何も考えずに人を殺し続ければ良いんだよ。
君が余計に苦しむ必要はないんだよって。
撫でるように
優しい
暖かい雨だ。
ふいに、私はヘッドライトの灯りを浴びた。
それと同時に、ポケットに入れていたスマートフォンがアラームで震える。
時間通り。そして、もうそんな時間かと思う。
もう少しだけ雨に濡れていたい気もするけど、こればっかりは待っててくれない。
止まった白いセダン車に乗り込み、私はレインコートを脱いだ。
雨粒の重みと一緒に殺人の重圧から解かれた心地。
車は直ぐに走り出した。回収しだいさっさと立ち去るように、運転手である彼女、柊 沙夜は組織から念を押されているから。
「お疲れ様、奏。

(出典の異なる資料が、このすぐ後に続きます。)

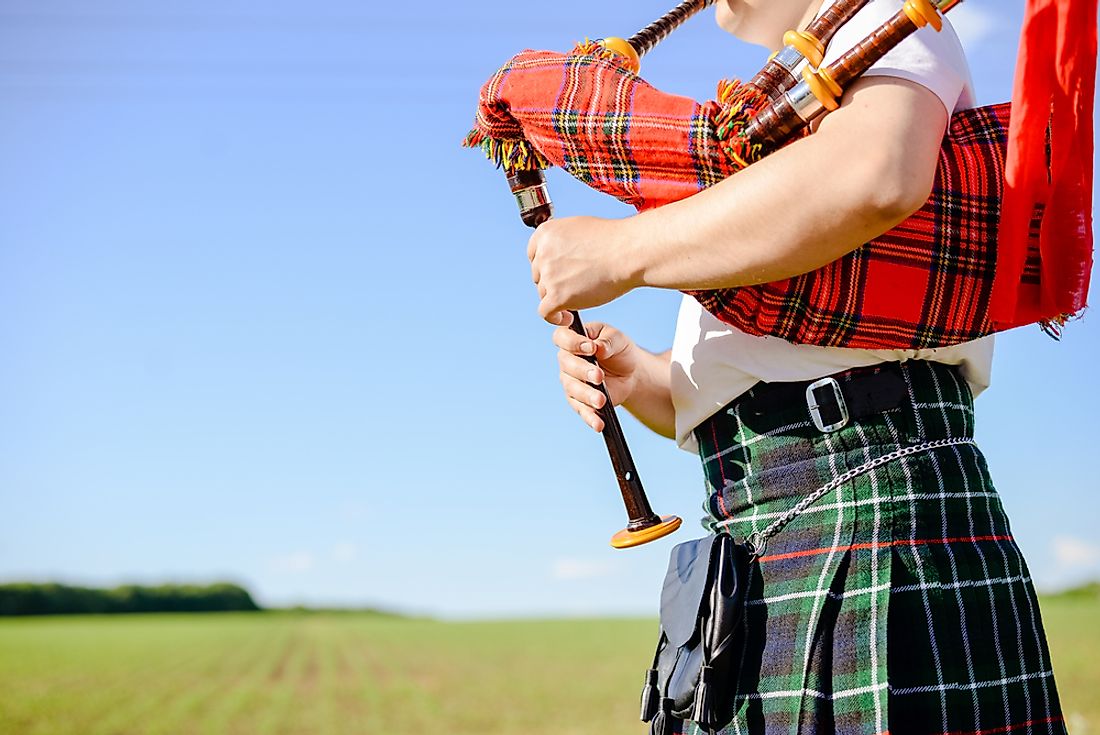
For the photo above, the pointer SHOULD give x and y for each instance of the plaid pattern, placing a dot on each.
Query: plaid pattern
(924, 284)
(605, 125)
(899, 603)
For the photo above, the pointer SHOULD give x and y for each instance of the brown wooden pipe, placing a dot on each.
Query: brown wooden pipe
(535, 208)
(642, 524)
(652, 34)
(781, 120)
(776, 78)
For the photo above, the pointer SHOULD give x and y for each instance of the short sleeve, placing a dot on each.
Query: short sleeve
(931, 58)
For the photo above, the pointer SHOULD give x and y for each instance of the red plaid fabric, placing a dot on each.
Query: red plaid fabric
(924, 284)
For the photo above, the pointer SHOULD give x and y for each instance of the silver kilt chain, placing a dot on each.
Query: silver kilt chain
(758, 540)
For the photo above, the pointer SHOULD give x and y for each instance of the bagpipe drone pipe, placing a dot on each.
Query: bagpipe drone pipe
(928, 282)
(1004, 239)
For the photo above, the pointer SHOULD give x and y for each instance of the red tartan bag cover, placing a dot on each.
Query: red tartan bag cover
(926, 283)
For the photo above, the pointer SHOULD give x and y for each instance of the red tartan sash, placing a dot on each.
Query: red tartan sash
(926, 283)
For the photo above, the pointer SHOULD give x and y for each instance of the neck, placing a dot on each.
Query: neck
(798, 20)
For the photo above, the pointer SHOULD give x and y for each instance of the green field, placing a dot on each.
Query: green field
(283, 672)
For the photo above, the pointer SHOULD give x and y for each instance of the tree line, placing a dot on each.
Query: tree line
(31, 599)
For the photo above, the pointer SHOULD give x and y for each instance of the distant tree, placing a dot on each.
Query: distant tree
(31, 599)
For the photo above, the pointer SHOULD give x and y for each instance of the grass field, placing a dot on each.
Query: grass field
(282, 672)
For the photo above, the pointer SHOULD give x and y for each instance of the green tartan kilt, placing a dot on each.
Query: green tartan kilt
(897, 603)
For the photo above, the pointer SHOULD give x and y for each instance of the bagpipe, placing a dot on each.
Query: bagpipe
(1004, 240)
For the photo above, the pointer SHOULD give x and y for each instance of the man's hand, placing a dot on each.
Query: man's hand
(576, 263)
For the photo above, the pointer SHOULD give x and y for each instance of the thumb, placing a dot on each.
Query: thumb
(609, 342)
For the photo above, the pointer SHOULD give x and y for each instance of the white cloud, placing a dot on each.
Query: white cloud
(296, 562)
(1075, 552)
(579, 569)
(974, 24)
(344, 552)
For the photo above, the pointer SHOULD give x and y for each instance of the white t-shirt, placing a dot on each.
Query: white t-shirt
(713, 363)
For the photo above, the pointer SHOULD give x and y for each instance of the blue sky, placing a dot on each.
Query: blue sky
(263, 319)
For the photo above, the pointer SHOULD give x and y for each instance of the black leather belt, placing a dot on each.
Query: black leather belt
(834, 401)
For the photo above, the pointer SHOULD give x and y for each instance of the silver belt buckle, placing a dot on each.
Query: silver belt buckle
(815, 413)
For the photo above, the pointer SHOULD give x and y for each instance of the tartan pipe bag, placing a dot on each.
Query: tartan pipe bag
(897, 603)
(926, 283)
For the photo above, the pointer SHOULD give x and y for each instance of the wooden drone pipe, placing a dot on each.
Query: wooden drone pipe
(778, 74)
(820, 90)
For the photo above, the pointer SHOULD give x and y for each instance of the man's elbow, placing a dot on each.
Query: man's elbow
(898, 188)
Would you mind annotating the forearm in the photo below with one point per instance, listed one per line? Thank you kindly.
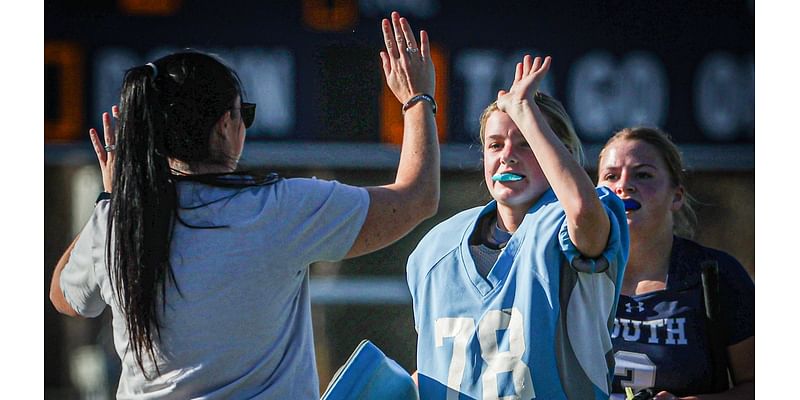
(56, 294)
(395, 209)
(587, 220)
(418, 173)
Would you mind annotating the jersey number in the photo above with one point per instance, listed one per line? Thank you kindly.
(462, 330)
(641, 369)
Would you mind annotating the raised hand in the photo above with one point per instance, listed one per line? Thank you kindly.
(407, 66)
(106, 154)
(529, 74)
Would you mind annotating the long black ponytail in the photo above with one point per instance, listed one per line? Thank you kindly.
(168, 110)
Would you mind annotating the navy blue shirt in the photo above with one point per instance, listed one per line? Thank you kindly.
(662, 340)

シートの上にあるタオルを使いなさい」
私は促されるままに髪と顔を拭った。
柔らかで、甘い香りのするタオルは何処か非現実的で、安心できない。
私は殺人に慣れすぎて、安心感に違和感を覚えているのかもしれない。
人を殺した後の安心感ってなんだろう?
きっと私と同じ年頃の女の子は、清潔なタオルの匂いにほやほやとした可愛い笑顔を浮かべるに違いない。
私にはそれがない。
淡々とした冷めきった動作で、事の終わりを実感しているだけだ。
普通の少女にはない
人を殺した後という
どろりと重い感情の澱だけがある。
止まない頭痛
深く響くストレス
これが君の全てなんだよ、と
囁くような痛みが私をまともな少女でいさせてくれない。